Poll: Only one in ten in G20 countries believe austerity will work

International unions warned of a dangerous credibility gap between G20 Leaders’ past statements on jobs and many G20 governments’ actions that are pushing economies back into recession and destroying jobs.

The warning came as global unemployment climbs towards 210 million with 75 million young people unemployed. The OECD and ILO estimate 21 million jobs need to be created each year to return to pre-crisis employment rates by 2015.

Sharan Burrow, General Secretary of the ITUC, said a global opinion poll commissioned by the ITUC showed only 13 % of people believe they have real influence on governments’ economic decisions, as the impact of G20 austerity policies that started in Toronto in 2010 take hold of family incomes and job security.

In a statement to G20 leaders, international unions said austerity measures in Europe and the premature withdrawal of government support for growth have pushed the Eurozone back into recession.
“Two thirds of people polled favoured investing in jobs and growth and only 10% austerity. While we have seen glimmers of a debate emerging in Europe in the last few weeks, it is just that. There is no plan, no confidence that there will be investment in job-centred growth,” said Sharan Burrow, ITUC General Secretary.

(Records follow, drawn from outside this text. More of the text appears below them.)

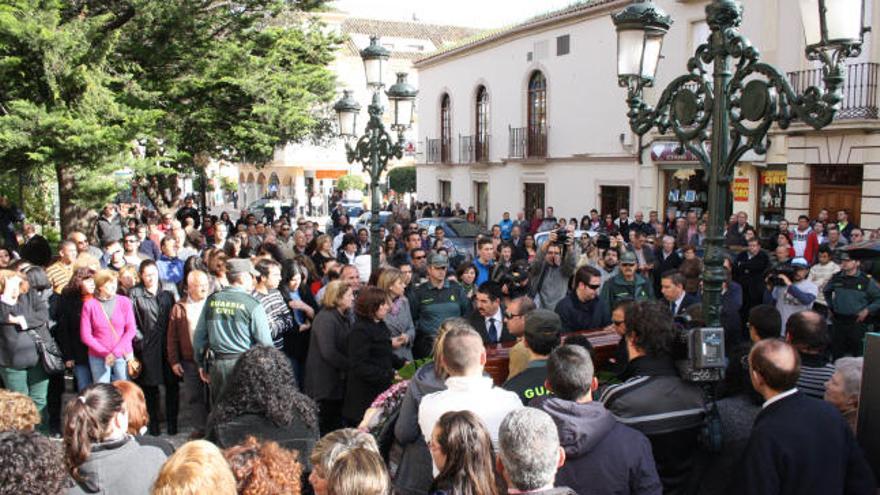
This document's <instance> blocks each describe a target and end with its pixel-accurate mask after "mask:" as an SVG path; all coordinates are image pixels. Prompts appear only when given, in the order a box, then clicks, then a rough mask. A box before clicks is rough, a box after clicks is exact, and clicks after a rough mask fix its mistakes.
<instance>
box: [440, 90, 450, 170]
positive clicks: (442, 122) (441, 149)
mask: <svg viewBox="0 0 880 495" xmlns="http://www.w3.org/2000/svg"><path fill="white" fill-rule="evenodd" d="M451 121H452V115H451V110H450V108H449V95H448V94H444V95H443V98H442V99H441V100H440V161H441V162H442V163H449V157H450V156H451V154H452V123H451Z"/></svg>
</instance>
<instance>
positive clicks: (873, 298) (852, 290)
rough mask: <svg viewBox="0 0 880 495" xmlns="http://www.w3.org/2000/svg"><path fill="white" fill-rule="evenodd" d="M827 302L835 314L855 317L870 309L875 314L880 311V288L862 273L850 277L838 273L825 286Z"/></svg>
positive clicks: (869, 312) (825, 294)
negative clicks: (859, 311)
mask: <svg viewBox="0 0 880 495" xmlns="http://www.w3.org/2000/svg"><path fill="white" fill-rule="evenodd" d="M823 293H824V294H825V300H826V301H827V302H828V306H829V307H830V308H831V310H832V311H834V314H837V315H842V316H855V315H857V314H858V313H859V311H861V310H863V309H865V308H868V312H869V313H871V314H874V313H876V312H877V310H878V309H880V286H878V285H877V282H876V281H874V280H871V279H870V278H868V276H867V275H865V274H864V273H862V272H856V274H855V275H853V276H850V275H847V274H845V273H843V272H842V271H840V272H837V273H835V274H834V276H833V277H831V280H829V281H828V283H827V284H826V285H825V291H824V292H823Z"/></svg>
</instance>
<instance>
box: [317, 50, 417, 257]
mask: <svg viewBox="0 0 880 495" xmlns="http://www.w3.org/2000/svg"><path fill="white" fill-rule="evenodd" d="M389 56H390V53H389V52H388V50H386V49H385V48H384V47H382V45H380V44H379V37H378V36H372V37H370V45H369V46H367V47H366V48H364V49H363V50H362V51H361V59H362V60H363V61H364V73H365V75H366V79H367V87H368V88H369V89H370V90H371V91H372V92H373V100H372V103H370V105H369V106H368V107H367V113H368V114H369V116H370V119H369V120H368V121H367V126H366V132H365V133H364V134H363V135H362V136H360V137H359V138H357V142H356V144H355V145H354V147H352V146H351V145H350V144H349V143H348V142H346V143H345V150H346V154H347V157H348V163H354V162H359V163H360V164H361V165H362V166H363V168H364V171H365V172H366V173H368V174H369V175H370V212H371V214H370V258H371V267H372V270H373V273H375V272H376V271H377V270H378V269H379V246H380V244H381V239H379V184H380V181H381V175H382V172H384V171H385V169H386V168H387V167H388V160H390V159H391V158H397V159H399V158H401V157H402V156H403V146H404V143H403V140H404V136H403V133H404V131H405V130H406V129H408V128H409V127H410V126H411V125H412V122H413V109H414V107H415V99H416V95H417V94H418V91H417V90H416V89H415V88H414V87H413V86H412V85H410V84H409V83H407V81H406V78H407V74H406V73H405V72H399V73H397V82H396V83H395V84H393V85H392V86H391V87H390V88H388V91H386V92H385V94H386V96H387V97H388V102H389V103H390V104H391V113H392V116H393V120H392V122H393V123H392V125H391V129H392V130H396V131H397V142H394V143H392V142H391V136H390V135H389V134H388V132H387V131H386V130H385V125H384V124H383V123H382V114H383V113H384V112H385V109H384V108H383V107H382V101H381V96H380V92H381V90H382V87H383V86H384V84H383V83H382V73H383V69H384V65H385V62H387V61H388V57H389ZM333 108H334V110H336V114H337V117H338V120H339V133H340V135H342V136H343V137H345V138H354V137H356V136H357V133H358V131H357V116H358V113H359V112H360V109H361V106H360V104H358V102H357V101H356V100H355V99H354V98H353V97H352V95H351V91H348V90H346V91H344V92H343V96H342V99H340V100H339V101H338V102H336V104H335V105H334V106H333Z"/></svg>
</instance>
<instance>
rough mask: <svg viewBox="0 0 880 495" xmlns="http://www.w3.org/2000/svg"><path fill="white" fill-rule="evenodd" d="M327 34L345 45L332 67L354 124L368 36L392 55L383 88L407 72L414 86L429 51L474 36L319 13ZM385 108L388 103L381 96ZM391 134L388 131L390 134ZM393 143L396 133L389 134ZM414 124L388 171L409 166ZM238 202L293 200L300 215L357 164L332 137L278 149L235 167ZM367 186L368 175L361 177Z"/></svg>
mask: <svg viewBox="0 0 880 495" xmlns="http://www.w3.org/2000/svg"><path fill="white" fill-rule="evenodd" d="M317 20H319V21H321V22H323V23H324V24H325V25H326V26H327V29H328V30H331V31H334V32H336V33H337V34H339V35H340V36H341V37H342V39H343V40H344V42H343V43H342V45H341V46H340V48H339V50H338V51H337V54H336V58H335V60H334V61H333V63H332V64H331V65H330V69H331V70H332V71H333V73H334V74H335V76H336V79H337V87H338V92H339V95H340V96H341V94H342V91H343V90H344V89H349V90H352V91H353V92H354V97H355V99H357V100H358V102H359V103H360V104H361V107H362V108H361V115H360V116H359V118H358V125H360V126H363V125H364V124H365V123H366V122H367V120H368V115H367V106H368V105H369V104H370V101H371V99H372V93H370V92H369V90H368V89H367V87H366V77H365V74H364V66H363V61H362V60H361V58H360V50H362V49H363V48H365V47H366V46H368V45H369V43H370V36H372V35H377V36H380V40H381V44H382V46H384V47H385V48H387V49H388V50H389V51H390V52H391V58H390V60H389V61H388V63H386V64H385V71H384V73H383V82H385V85H386V88H387V87H388V86H391V85H392V84H394V82H395V80H396V75H395V74H396V73H397V72H407V73H408V74H409V76H408V81H409V83H410V84H412V85H414V86H416V87H418V82H419V79H418V73H417V71H416V70H414V68H413V66H412V62H413V61H414V60H415V59H417V58H420V57H423V56H424V55H425V54H427V53H431V52H433V51H436V50H439V49H441V48H443V47H444V46H446V45H447V44H449V43H452V42H455V41H458V40H461V39H462V38H465V37H468V36H473V35H474V34H476V33H478V31H477V30H474V29H470V28H462V27H456V26H438V25H432V24H425V23H420V22H397V21H383V20H373V19H362V18H356V17H351V16H349V15H347V14H345V13H341V12H329V13H322V14H317ZM382 99H383V102H384V103H385V107H386V110H387V108H388V106H387V99H386V98H385V96H384V93H383V96H382ZM390 119H391V115H390V113H389V112H387V111H386V114H385V124H386V127H387V126H389V125H390V123H391V120H390ZM389 133H391V131H390V130H389ZM392 134H393V135H394V138H395V139H396V137H397V136H396V133H392ZM416 136H418V134H417V124H416V125H414V126H413V128H412V129H410V130H409V131H407V132H406V134H405V140H406V143H405V152H404V157H403V158H402V159H400V160H392V161H391V162H390V163H389V168H393V167H396V166H405V165H413V164H414V163H415V155H416ZM239 169H240V174H239V182H240V188H239V204H240V205H241V206H247V205H248V204H250V203H252V202H253V201H255V200H258V199H261V198H265V197H274V198H279V199H282V200H292V202H293V205H294V206H295V207H296V208H297V212H298V213H304V212H305V211H306V210H307V205H308V204H309V200H310V198H311V197H312V195H314V194H317V195H319V196H320V197H321V198H322V200H321V203H322V204H323V208H326V205H327V198H328V197H329V195H330V194H331V193H332V191H333V189H334V186H335V184H336V180H337V179H338V178H340V177H342V176H343V175H347V174H349V173H351V174H355V175H356V174H362V168H361V165H360V164H349V163H348V161H347V160H346V152H345V146H344V142H343V141H342V140H341V139H335V138H331V139H328V140H327V141H326V142H322V143H317V144H312V143H290V144H287V145H285V146H283V147H279V148H278V149H277V150H276V152H275V157H274V159H273V160H272V161H271V162H269V163H267V164H265V165H263V166H259V167H257V166H253V165H248V164H241V165H240V166H239ZM363 175H364V179H365V180H366V181H367V182H369V175H368V174H363Z"/></svg>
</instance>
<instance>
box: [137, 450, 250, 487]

The global poll of 13 countries including 10 G20 economies showed 71% of people don’t feel they have job security, and only 11% have seen their incomes go up more than the cost of living.

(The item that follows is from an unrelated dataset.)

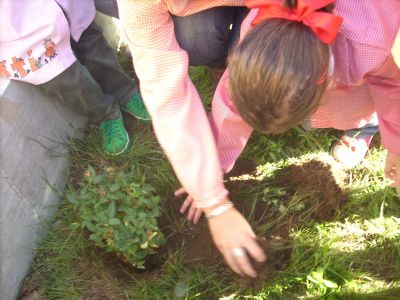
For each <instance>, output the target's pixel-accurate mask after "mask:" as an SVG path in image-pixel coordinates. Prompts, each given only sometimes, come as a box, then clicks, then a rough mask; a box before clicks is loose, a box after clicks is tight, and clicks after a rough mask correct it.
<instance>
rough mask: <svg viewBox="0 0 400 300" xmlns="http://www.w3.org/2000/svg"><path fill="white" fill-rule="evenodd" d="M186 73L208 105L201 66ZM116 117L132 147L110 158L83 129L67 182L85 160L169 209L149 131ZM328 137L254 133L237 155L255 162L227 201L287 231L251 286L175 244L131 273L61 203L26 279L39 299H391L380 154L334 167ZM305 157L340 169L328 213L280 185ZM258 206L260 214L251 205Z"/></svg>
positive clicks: (172, 181)
mask: <svg viewBox="0 0 400 300" xmlns="http://www.w3.org/2000/svg"><path fill="white" fill-rule="evenodd" d="M190 72H191V76H192V78H193V79H194V81H195V83H196V85H197V86H198V88H199V91H200V93H201V94H202V97H203V98H205V99H207V103H208V105H207V107H209V103H210V100H211V98H212V89H211V88H210V79H209V71H208V69H207V68H196V69H191V71H190ZM125 119H126V121H127V124H128V128H129V130H130V132H131V133H134V135H135V140H134V148H133V150H132V151H131V152H130V153H128V154H127V155H126V156H124V157H122V158H113V159H110V158H109V157H107V156H105V155H103V153H102V151H101V149H100V146H99V145H100V143H99V136H98V134H97V131H96V130H95V129H91V130H88V132H87V134H86V137H85V138H84V139H83V140H81V141H79V140H76V141H73V143H72V144H71V151H70V156H71V159H72V168H71V172H70V185H73V186H76V184H77V183H78V182H79V180H80V179H81V178H82V175H83V173H84V172H85V170H86V167H87V165H89V164H90V165H92V166H95V167H96V168H97V169H98V170H100V171H101V170H106V169H108V168H115V169H118V170H124V171H126V172H130V173H131V174H134V175H135V176H137V178H138V180H139V179H140V180H145V181H146V182H148V183H150V184H151V185H152V186H154V187H155V188H156V190H157V193H158V194H159V195H160V196H161V197H162V198H163V199H164V200H163V206H164V207H168V206H170V205H171V204H170V203H171V201H177V200H175V199H173V198H172V197H171V195H172V193H173V191H174V190H175V189H176V188H177V187H179V184H178V182H177V180H176V178H175V176H174V174H173V171H172V169H171V167H170V166H169V164H168V162H167V161H166V159H165V157H164V155H163V154H162V151H161V149H160V148H159V146H158V143H157V141H156V139H155V137H154V135H153V133H152V132H151V130H150V129H149V128H148V127H146V126H143V125H140V124H139V123H136V122H134V121H132V120H131V119H130V118H128V117H126V118H125ZM335 139H336V132H335V131H333V130H316V131H311V132H303V131H302V130H300V129H293V130H291V131H289V132H287V133H285V134H283V135H277V136H263V135H260V134H254V135H253V137H252V138H251V140H250V141H249V143H248V146H247V148H246V150H245V151H244V153H243V154H242V158H243V159H247V160H252V161H253V162H255V163H256V165H257V166H258V167H257V173H255V174H251V175H248V176H247V177H246V176H244V177H238V178H236V179H235V181H233V182H228V183H227V184H228V186H229V187H230V188H231V195H232V198H233V199H234V201H236V202H237V203H238V202H241V201H246V202H248V203H249V205H248V207H249V209H248V210H247V214H246V217H247V218H248V219H249V220H250V222H251V223H252V224H253V226H254V229H255V230H256V232H257V233H258V234H259V235H260V236H268V235H270V234H272V233H274V230H276V228H277V227H279V226H283V225H284V224H288V226H289V225H290V228H291V230H290V231H289V233H290V239H291V240H292V250H291V259H290V261H289V264H288V266H287V267H286V268H285V269H284V270H281V271H280V272H277V273H276V274H275V275H274V276H273V277H272V278H269V279H268V280H265V281H263V282H261V283H259V284H258V285H257V286H254V285H247V284H244V283H243V282H242V281H239V280H238V279H237V277H236V276H235V275H233V274H232V273H231V272H230V271H229V270H228V269H227V268H226V267H225V266H222V265H215V266H212V267H206V266H195V265H193V264H188V263H185V261H184V259H183V255H182V253H180V252H179V251H177V252H175V253H170V254H169V256H168V257H167V258H166V259H165V261H164V262H163V265H162V267H161V269H159V270H153V271H149V272H148V273H140V272H138V271H135V270H134V269H133V268H130V267H128V266H126V265H124V264H122V263H121V262H119V261H118V260H115V259H111V258H110V257H109V255H107V254H105V253H103V252H101V251H100V250H98V249H96V248H95V247H94V246H93V245H92V243H91V242H90V241H89V240H88V237H87V233H85V232H84V231H82V230H80V229H74V228H75V227H73V226H71V224H72V223H73V222H74V221H75V220H76V218H77V216H76V214H75V212H74V211H73V210H72V208H71V205H70V204H68V202H67V201H65V200H63V201H62V202H61V204H60V209H59V213H58V215H57V216H56V222H55V223H54V224H52V225H51V226H50V228H49V235H48V237H47V239H46V240H45V241H43V242H42V244H41V247H40V249H39V250H38V254H37V257H36V259H35V261H34V263H33V266H32V271H31V274H30V276H29V278H28V283H29V284H30V285H31V286H35V285H36V286H38V287H40V291H41V293H42V294H43V295H44V296H45V297H46V299H218V298H219V299H400V219H399V216H400V200H399V197H398V196H397V195H396V193H395V192H394V190H392V189H390V188H388V187H387V182H386V181H385V180H384V178H383V170H382V169H383V163H384V159H385V155H384V152H383V151H382V149H381V148H374V149H373V150H372V151H371V153H370V155H369V157H368V159H367V160H366V161H365V162H364V163H362V164H361V165H360V166H358V167H357V168H355V169H353V170H343V169H341V167H340V166H339V165H337V164H335V163H334V162H332V161H331V160H329V158H328V154H327V152H328V151H329V147H330V145H331V143H332V142H333V141H334V140H335ZM313 158H318V159H321V160H322V161H325V162H327V164H328V165H330V166H331V167H332V170H333V171H334V174H342V175H343V176H345V178H344V179H343V181H342V182H340V184H341V188H343V190H345V191H346V193H348V199H347V200H346V202H345V203H342V204H341V205H339V206H338V207H337V209H335V210H334V211H333V213H332V216H330V217H329V218H326V219H320V220H319V219H316V217H315V216H316V214H318V212H319V210H321V209H324V207H325V206H324V203H320V200H319V197H321V194H318V193H320V191H316V190H313V185H310V187H308V188H307V187H301V188H298V189H296V190H294V188H293V186H292V185H291V184H290V182H287V184H285V182H286V181H285V180H289V179H288V178H289V175H290V172H292V171H293V170H295V169H294V168H295V166H296V165H297V166H300V167H302V166H305V165H306V164H307V163H308V162H309V161H310V159H311V160H312V159H313ZM324 168H325V167H324V166H322V170H325V169H324ZM310 172H312V170H311V171H310ZM335 176H336V175H335ZM324 178H325V177H324ZM326 178H328V177H326ZM231 180H233V179H231ZM249 180H250V181H249ZM249 182H251V184H249ZM310 182H311V181H310ZM261 204H262V205H264V206H263V207H265V211H264V214H260V213H259V211H257V207H259V205H261ZM168 218H169V220H170V223H171V224H170V225H169V226H170V227H171V228H173V229H174V230H176V231H185V230H187V228H188V224H187V223H186V222H185V220H184V218H180V217H177V216H176V215H174V214H171V215H170V216H168Z"/></svg>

“People want secure incomes and decent jobs. They want retirement incomes that they can depend on. The basis of economic stability is people having the confidence to spend; if people don’t have decent secure jobs, with an income, we won’t be able to work our way out of the financial crisis,” said John Evans, General Secretary of TUAC.

“The self-interest of those groups who are gaining from the current policies is on show. We need to bring the financial sector under control. Four years into this crisis and the bond markets are still dominating the economic policies, driven by the demands of the troika in Europe. Democratic governments not financial markets should set the growth agenda,” said Sharan Burrow, ITUC General Secretary.

“If we are to see our democracies as secure and have our economies come back to health, we need to restore the optimism and the democratic contract that is broken in Europe and right around the world. G20 leaders must listen to their citizens. Four years ago, at the onset of the crisis, the G20 demonstrated its effectiveness, but it has increasingly become out of touch with people,” said Sharan Burrow, General Secretary, ITUC.

Trade union leaders under the auspices of the Labour 20 are calling for:
- A “Los Cabos Growth and Jobs Plan”
- Regulation of the financial system and the introduction of a financial transactions tax
- A G20 action plan and fund to support the implementation of Social Protection floors
- Formalising the L20 and B20 to increase the governance and accountability of the G20, and a joint meeting of the G20 Finance and Labour Ministers
- Concrete action to implement the G20 Task Force recommendations on youth unemployment, with a mandate for renewed work by the Task Force that should report back to a G20 Labour Ministers’ Meeting under the Russian G20 Presidency.

Read the L20 statement to the G20 Summit at www.ituc-csi.org and www.tuac.org

The ITUC Global Poll represents the opinions of more than 1.4 billion people, or 20 percent of the current world population. TNS Opinion carried out the fieldwork from 10 April - 6 May 2012 in 13 countries: Belgium, Brazil, Bulgaria, Canada, France, Germany, Greece, Indonesia, Japan, Mexico, South Africa, UK and the USA.

Quota samples were used to reflect national proportions in terms of age, gender and region. In each country, approximately 1,000 respondents were interviewed, with a total of 13,087 respondents.